La prima idea dell'esistenza di un'attività neurosecretoria diversa da quella localizzata a livello sinaptico venne suggerita nel 1928 dalle ricerche di Ernst Scharrer, sulla base dell'osservazione della presenza di grandi neuroni fortemente vascolarizzati e dotati di granuli secretori nell'ipotalamo di alcuni pesci teleostei.[1] Tali evidenze morfologiche furono ulteriormente sostanziate da indagini su altri animali, uomo compreso, e da osservazioni citologiche che testimoniavano la sostanziale identità tra gli organelli intracellulari individuati da Scharrer e quelli già dimostrati nelle cellule endocrine non nervose. Questi studi, inoltre, avevano dimostrato che il materiale secretorio prodotto da questi "neuroni gigantocellulari", localizzati nei nuclei sopraottico e paraventricolare dell'ipotalamo dei Mammiferi, è presente nelle fibre assoniche che conducono al lobo posteriore dell'ipofisi.[2] Soltanto nel 1951-52, tuttavia, W. Hild[3] e W.A. Stotler[4] riuscirono a specificare, rispettivamente sulle rane e sui gatti, l'esistenza e la direzione di un flusso assonico in queste fibre, dimostrando definitivamente che gli ormoni rilasciati dalla neuroipofisi, ossitocina e vasopressina sono elaborati a livello ipotalamico dai neuroni gigantocellulari.

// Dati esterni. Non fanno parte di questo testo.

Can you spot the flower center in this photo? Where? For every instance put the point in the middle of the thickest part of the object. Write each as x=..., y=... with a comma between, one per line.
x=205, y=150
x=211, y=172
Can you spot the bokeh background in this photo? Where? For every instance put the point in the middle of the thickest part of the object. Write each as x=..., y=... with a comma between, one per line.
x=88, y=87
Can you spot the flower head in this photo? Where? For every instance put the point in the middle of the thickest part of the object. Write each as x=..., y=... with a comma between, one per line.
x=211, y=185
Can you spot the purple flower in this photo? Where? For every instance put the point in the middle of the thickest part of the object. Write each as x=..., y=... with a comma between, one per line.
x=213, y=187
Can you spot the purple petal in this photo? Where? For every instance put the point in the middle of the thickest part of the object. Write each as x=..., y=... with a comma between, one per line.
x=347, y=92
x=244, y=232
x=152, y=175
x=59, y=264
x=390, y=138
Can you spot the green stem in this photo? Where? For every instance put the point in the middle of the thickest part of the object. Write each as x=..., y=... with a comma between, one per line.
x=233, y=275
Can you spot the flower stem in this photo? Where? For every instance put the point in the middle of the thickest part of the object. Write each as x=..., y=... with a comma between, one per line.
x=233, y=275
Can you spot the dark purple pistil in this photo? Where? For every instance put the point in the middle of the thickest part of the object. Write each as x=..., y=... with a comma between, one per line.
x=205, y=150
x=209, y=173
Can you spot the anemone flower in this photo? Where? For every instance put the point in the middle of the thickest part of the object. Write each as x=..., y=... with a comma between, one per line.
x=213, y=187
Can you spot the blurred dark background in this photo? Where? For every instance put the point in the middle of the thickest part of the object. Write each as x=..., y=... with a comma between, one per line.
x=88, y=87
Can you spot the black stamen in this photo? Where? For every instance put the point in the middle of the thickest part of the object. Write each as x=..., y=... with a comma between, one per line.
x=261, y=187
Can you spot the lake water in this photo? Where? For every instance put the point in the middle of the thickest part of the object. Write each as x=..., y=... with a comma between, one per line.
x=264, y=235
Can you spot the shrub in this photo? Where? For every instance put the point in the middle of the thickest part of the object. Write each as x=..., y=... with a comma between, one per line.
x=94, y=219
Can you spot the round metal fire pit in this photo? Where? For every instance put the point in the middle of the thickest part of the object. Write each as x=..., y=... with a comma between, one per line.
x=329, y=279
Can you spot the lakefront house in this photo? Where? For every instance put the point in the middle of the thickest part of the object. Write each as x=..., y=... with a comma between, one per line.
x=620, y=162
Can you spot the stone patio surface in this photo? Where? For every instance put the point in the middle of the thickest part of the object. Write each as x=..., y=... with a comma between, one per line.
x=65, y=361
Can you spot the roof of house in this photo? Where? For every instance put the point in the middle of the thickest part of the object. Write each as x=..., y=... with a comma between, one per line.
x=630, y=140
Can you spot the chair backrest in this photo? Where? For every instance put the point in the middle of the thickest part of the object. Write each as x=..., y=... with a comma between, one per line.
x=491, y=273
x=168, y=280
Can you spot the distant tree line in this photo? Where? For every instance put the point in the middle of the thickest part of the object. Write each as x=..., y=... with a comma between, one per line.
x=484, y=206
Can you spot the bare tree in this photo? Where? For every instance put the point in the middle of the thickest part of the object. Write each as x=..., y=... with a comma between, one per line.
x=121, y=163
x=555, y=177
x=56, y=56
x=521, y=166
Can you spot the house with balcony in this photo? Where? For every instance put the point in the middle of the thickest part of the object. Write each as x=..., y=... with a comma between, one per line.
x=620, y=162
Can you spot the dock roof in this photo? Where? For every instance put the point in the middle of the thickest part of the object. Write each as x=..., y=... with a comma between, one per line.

Queste evidenze furono certo fondamentali per lo sviluppo del concetto di neurosecrezione e per la comprensione delle funzioni endocrine svolte dal sistema nervoso, ma non ponevano realmente in evidenza le interazioni e le integrazioni tra il controllo organico operato in via ormonale e quello realizzato in via nervosa. I prodotti rilasciati dai neuroni gigantocellulari dell'ipotalamo, infatti, agiscono in via diretta sugli organi bersaglio come qualunque altro ormone effettore del sistema endocrino.
Diverso è il caso dell'interazione tra sistema nervoso centrale, adenoipofisi e ghiandole periferiche in atto nel controllo di alcune funzioni fisiologiche come, ad esempio, la riproduzione. Il sistema riproduttivo, infatti, come dimostrò F.H. Marshall nel 1936, è soggetto, in special modo sotto l'aspetto della periodicità, all'influenza dei fattori ambientali, cioè a dire, da informazioni recettoriali che afferiscono al sistema nervoso centrale e da esso vengono elaborate.[5] Un'interazione triangolare tra ipotalamo, ipofisi e gonadi, era già stata, peraltro, ipotizzata nel 1932 da Walter Holweg e Karl Junkmann. Essi avevano evidenziato che una lesione ipotalamica nei cani, eseguita senza danneggiare l'ipofisi, poteva condurre ad un'atrofia genitale.[6] Nel 1937, l'endocrinologo inglese Geoffrey Wingfield Harris riesce ad indurre l'ovulazione nelle femmine di ratto, un fenomeno che normalmente si dà soltanto al momento del coito, attraverso la stimolazione elettrica dell'ipotalamo e dell'ipofisi.[7]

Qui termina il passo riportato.